[comp.virus] Hard Disks

padgett%tccslr.dnet@uvs1.orl.mmc.com (Padgett Peterson) (02/07/91)

rfink@eng.umd.edu (Russell A. Fink) writes
>On two IBM PC's, one, a PS/2 Model 50; the other, an AT (circa '86), I
>notice that 'chkdsk' on the hard drives result in there being an
>identical number (and memory cost) of 'bad sectors' reported for both
>machines.

	This is not surprising if the disks are similar and would
depend on the disk configuration and "bad tracks". Very simply, it is
not unusual a hard disk to have a few "bad tracks" reported. This
usually appears on a sheet supplied with the drive and on a label
attached to the drive. At one time, most drives I saw had zero while
today 2-4 is not unusual. If a 40 Mb drive had over 5 I would become
concerned though I once saw a 33 Mb EDSI drive with over 100
(really!).

	Normally, the label will report "bad" tracks by cyl and head
e.g. cyl 307 hd 5 and this should be entered into the "defects list"
when a low-level format is done such as by DISKMANAGER.

	Now on an MFM drive, there are typically 17 sectors per
cyl/head so when a "track" is marked bad, this represents 17 x 512
bytes or 8704 bytes.  However, when the disk is formatted, DOS
allocates in "clusters" made up of 2, 4, 8, or 16 sectors. Since if
any part of a cluster touches the bad track, DOS marks it "bad" in the
FAT so the real loss depends on the cluster size (Norton's DiskInfo or
any of a number of utilities can give you this information) so for
each bad track, DOS reports "bad sectors" as follows:

Cluster Size     Sectors Lost "Bad"     DOS Lost Bytes/"Bad" Track
     2                 18                    9,216
     4                 20                   10,240
     8                 24                   12,288
    16                 32                   16,384

Thus for 4 sectors / cluster, each "track" marked bad will have CHKDSK
report a loss of 10,240 bytes, if four heads are reported on the "bad
track" list, CHKDSK will report a loss of 40,960 bytes.
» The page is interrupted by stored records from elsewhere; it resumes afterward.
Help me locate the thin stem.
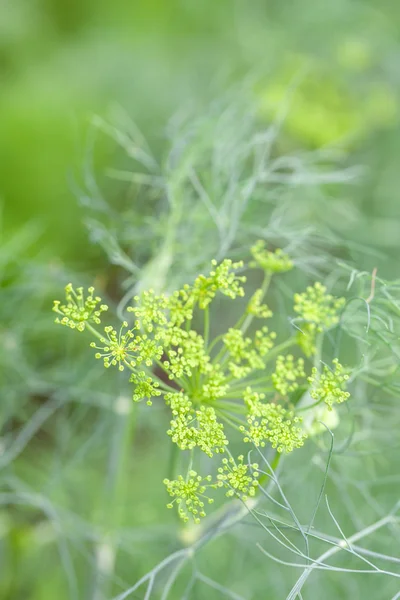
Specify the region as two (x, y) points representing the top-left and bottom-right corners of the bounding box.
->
(204, 306), (210, 351)
(85, 323), (104, 341)
(240, 272), (272, 335)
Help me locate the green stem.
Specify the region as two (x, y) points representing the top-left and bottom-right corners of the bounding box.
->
(241, 272), (272, 335)
(85, 323), (104, 341)
(91, 396), (136, 600)
(204, 306), (210, 351)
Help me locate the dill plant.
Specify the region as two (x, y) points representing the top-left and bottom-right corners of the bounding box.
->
(54, 241), (349, 523)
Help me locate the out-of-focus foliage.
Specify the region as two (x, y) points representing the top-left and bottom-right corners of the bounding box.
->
(0, 0), (400, 600)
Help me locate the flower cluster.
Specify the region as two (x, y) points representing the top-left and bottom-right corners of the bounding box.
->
(53, 283), (108, 331)
(217, 454), (259, 501)
(193, 259), (246, 309)
(250, 240), (293, 273)
(240, 390), (307, 453)
(165, 392), (228, 457)
(247, 289), (272, 319)
(308, 358), (350, 409)
(164, 470), (217, 523)
(294, 282), (345, 356)
(54, 241), (349, 522)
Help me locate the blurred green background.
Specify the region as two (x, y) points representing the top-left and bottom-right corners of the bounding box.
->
(0, 0), (400, 600)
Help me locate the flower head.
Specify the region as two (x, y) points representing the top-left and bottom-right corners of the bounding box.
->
(164, 471), (217, 523)
(294, 282), (345, 332)
(90, 321), (137, 371)
(193, 259), (246, 310)
(250, 240), (293, 273)
(130, 371), (161, 406)
(241, 402), (307, 453)
(217, 455), (259, 501)
(308, 358), (350, 408)
(127, 290), (168, 333)
(53, 283), (108, 331)
(166, 392), (228, 457)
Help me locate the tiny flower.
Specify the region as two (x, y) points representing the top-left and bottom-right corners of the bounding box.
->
(164, 470), (218, 523)
(53, 283), (108, 331)
(217, 455), (259, 501)
(294, 282), (345, 332)
(127, 290), (168, 333)
(250, 240), (293, 273)
(130, 371), (161, 406)
(308, 358), (350, 408)
(193, 259), (246, 310)
(240, 402), (307, 453)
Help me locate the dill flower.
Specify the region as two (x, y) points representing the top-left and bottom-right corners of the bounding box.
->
(127, 290), (168, 333)
(294, 282), (345, 332)
(53, 248), (349, 523)
(250, 240), (293, 273)
(246, 289), (272, 319)
(53, 283), (108, 331)
(240, 401), (307, 453)
(164, 470), (217, 523)
(166, 392), (228, 458)
(192, 259), (246, 310)
(308, 358), (350, 408)
(90, 321), (137, 371)
(217, 455), (259, 501)
(129, 371), (161, 406)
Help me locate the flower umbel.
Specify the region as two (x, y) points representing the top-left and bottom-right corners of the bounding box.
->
(308, 358), (350, 408)
(217, 455), (259, 501)
(250, 240), (293, 273)
(53, 283), (108, 331)
(54, 248), (349, 523)
(164, 470), (217, 523)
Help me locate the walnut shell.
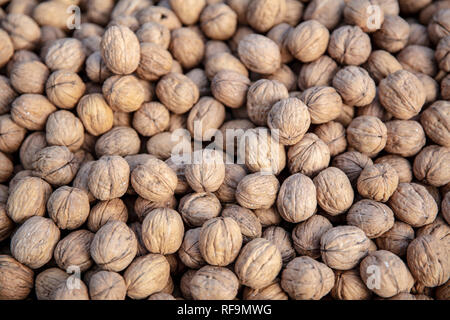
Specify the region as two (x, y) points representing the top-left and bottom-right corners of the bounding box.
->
(190, 266), (239, 300)
(11, 216), (60, 269)
(199, 217), (242, 266)
(0, 255), (34, 300)
(91, 221), (137, 272)
(234, 238), (282, 289)
(281, 256), (334, 300)
(360, 250), (414, 298)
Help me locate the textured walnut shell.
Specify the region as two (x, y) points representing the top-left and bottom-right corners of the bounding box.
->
(91, 221), (137, 272)
(199, 217), (242, 266)
(89, 271), (127, 300)
(287, 133), (330, 177)
(281, 256), (334, 300)
(357, 163), (399, 202)
(0, 255), (34, 300)
(88, 156), (130, 200)
(6, 177), (52, 223)
(34, 268), (70, 300)
(53, 230), (94, 272)
(313, 167), (354, 216)
(124, 254), (170, 299)
(376, 221), (414, 257)
(413, 145), (450, 187)
(234, 238), (282, 289)
(320, 226), (370, 270)
(389, 183), (438, 227)
(100, 26), (141, 74)
(360, 250), (414, 298)
(347, 200), (394, 239)
(288, 20), (330, 63)
(87, 198), (128, 232)
(378, 70), (426, 120)
(142, 208), (184, 254)
(11, 216), (60, 269)
(333, 66), (376, 107)
(328, 26), (372, 66)
(190, 266), (239, 300)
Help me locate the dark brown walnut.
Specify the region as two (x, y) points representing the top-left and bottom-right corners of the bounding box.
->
(287, 20), (330, 63)
(320, 226), (370, 270)
(87, 198), (128, 232)
(0, 114), (26, 153)
(262, 226), (295, 265)
(124, 254), (170, 300)
(199, 217), (242, 267)
(347, 116), (387, 156)
(333, 66), (376, 107)
(277, 173), (317, 223)
(95, 126), (141, 157)
(91, 221), (137, 272)
(0, 254), (34, 300)
(234, 238), (282, 289)
(360, 250), (414, 298)
(53, 230), (94, 272)
(298, 55), (338, 90)
(389, 183), (438, 227)
(88, 156), (130, 200)
(33, 146), (80, 186)
(413, 145), (450, 187)
(378, 70), (426, 120)
(11, 94), (56, 130)
(373, 15), (410, 53)
(6, 177), (52, 223)
(45, 110), (84, 152)
(47, 186), (90, 230)
(328, 26), (372, 66)
(178, 228), (206, 269)
(222, 204), (262, 243)
(11, 216), (60, 269)
(281, 256), (334, 300)
(375, 155), (413, 183)
(190, 266), (239, 300)
(385, 120), (426, 157)
(314, 167), (354, 216)
(331, 269), (372, 300)
(34, 268), (70, 300)
(89, 271), (127, 300)
(420, 100), (450, 147)
(142, 208), (184, 254)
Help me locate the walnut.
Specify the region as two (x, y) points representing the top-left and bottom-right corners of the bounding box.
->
(331, 269), (372, 300)
(333, 66), (376, 107)
(130, 158), (177, 201)
(379, 70), (426, 120)
(234, 238), (282, 289)
(281, 256), (334, 300)
(389, 183), (438, 227)
(287, 20), (330, 63)
(77, 93), (114, 136)
(91, 221), (137, 272)
(0, 255), (34, 300)
(413, 145), (450, 187)
(142, 208), (184, 254)
(156, 73), (199, 114)
(287, 133), (330, 177)
(328, 26), (372, 66)
(190, 266), (239, 300)
(88, 156), (130, 200)
(11, 216), (60, 269)
(123, 254), (170, 300)
(298, 55), (339, 90)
This would not
be unusual and could be verified by examination of the disk or use of
a non-destructive disk analysis utility such as Steve Gibson's
SPINRITE. What would be unusual would be the loss of a different
sector quanta such as 2 - 4 sector clusters or 4096 bytes.

Note: If you use DEBUG to look at the boot sector (-L 100 2 0 1), the
      cluster size may be found at offset 0Dh (debug command -e10d). If you
      see a 10, remember this is hex (16).
						Padgett

            ps: my partition table replacement is now in beta.

KKEYTE%ESOC.BITNET@VM1.gatech.edu (Karl Keyte) (02/11/91)

..but it's _highly_ unlikely that two PCs with the same type of disk
have both the same number of bad sectors and IN THE SAME PLACE.  In
fact, it's so unlikely that it's very suspicious.  That's not to say
that it's unlikely that there's a similar disk somewhere with exactly
the same bad sectors, but just two side-by-side PCs... no way!